Geral

Moraes bate o martelo e acaba de decidir onde Bolsonaro vai cumprir pena

A terça-feira (25) entrou para a história política recente do país. No início da tarde, o ministro Alexandre de Moraes determinou o cumprimento imediato da pena imposta ao ex-presidente Jair Bolsonaro (PL), que permanecerá na sala de Estado-Maior da Superintendência da Polícia Federal, em Brasília. Bolsonaro já estava no local desde o último dia 22, após a prisão preventiva decretada no inquérito sobre a atuação do deputado Eduardo Bolsonaro (PL-SP) nos Estados Unidos.

A decisão veio horas depois de Moraes declarar o trânsito em julgado da ação penal que investigou a suposta tentativa de rompimento institucional. Sem novos recursos apresentados pela defesa — o prazo se encerrou às 23h59 da segunda-feira (24) — o processo foi oficialmente concluído para os réus do chamado “núcleo crucial” da alegada trama. A partir daí, a execução das penas tornou-se obrigatória.

No despacho, Moraes foi direto: determinou o cumprimento da pena de 27 anos e 3 meses, sendo a maior parte em regime fechado. A decisão incluiu ainda a manutenção de atendimento médico constante ao ex-presidente, garantindo o acesso irrestrito da equipe que acompanha sua saúde, independentemente de autorização judicial. O cuidado especial tem relação com os diversos pedidos da defesa, que desde a semana passada reforça que Bolsonaro enfrenta uma condição de saúde delicada.

Uma audiência de custódia já foi marcada: será nesta quarta-feira (26), às 14h30. Paralelamente, Moraes solicitou ao ministro Flávio Dino, presidente da Primeira Turma do STF, a abertura de uma sessão virtual extraordinária para referendar a ordem de prisão, o que deve reforçar a formalidade do processo.

A mesma Primeira Turma também decidiu pela inelegibilidade de Bolsonaro e dos demais réus ligados ao caso. Além disso, Moraes enviou ofícios ao Tribunal Superior Eleitoral (TSE) e ao Superior Tribunal Militar (STM), que analisará a eventual perda de patente de militares envolvidos na investigação.
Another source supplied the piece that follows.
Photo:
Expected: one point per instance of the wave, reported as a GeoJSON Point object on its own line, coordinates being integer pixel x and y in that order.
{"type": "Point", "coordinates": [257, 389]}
Nos bastidores jurídicos, havia expectativa de que a defesa apresentasse embargos infringentes, um recurso voltado a reverter condenações apertadas ou com votos divergentes. No entanto, Moraes considerou esse tipo de recurso inadmissível. Com isso, abriu-se caminho imediato para o início da execução da pena.

Dias antes, os advogados haviam solicitado a concessão da prisão domiciliar humanitária, citando doença grave, debilidade concreta e suposta impossibilidade de tratamento adequado no ambiente carcerário. Eles relataram que Bolsonaro teria enfrentado um episódio de “confusão mental” após interação entre medicamentos e que teria tentado violar a tornozeleira eletrônica durante esse quadro. Segundo a equipe de defesa, isso demonstraria sua condição fragilizada e a necessidade de cuidados contínuos.

Até agora, a defesa do ex-presidente não se manifestou publicamente sobre o despacho mais recente. A Gazeta do Povo informou que procurou os advogados, mas não obteve retorno — deixando o espaço aberto para futuros esclarecimentos.

Enquanto isso, o país segue atento aos próximos passos. O caso envolve política, Justiça, saúde e debate público intenso, compondo um cenário que deve continuar repercutindo por semanas. Para muitos, o episódio simboliza uma mudança profunda na forma como instituições lidam com figuras centrais da vida política brasileira. Para outros, ainda restam dúvidas e expectativas sobre o que virá depois da audiência desta quarta.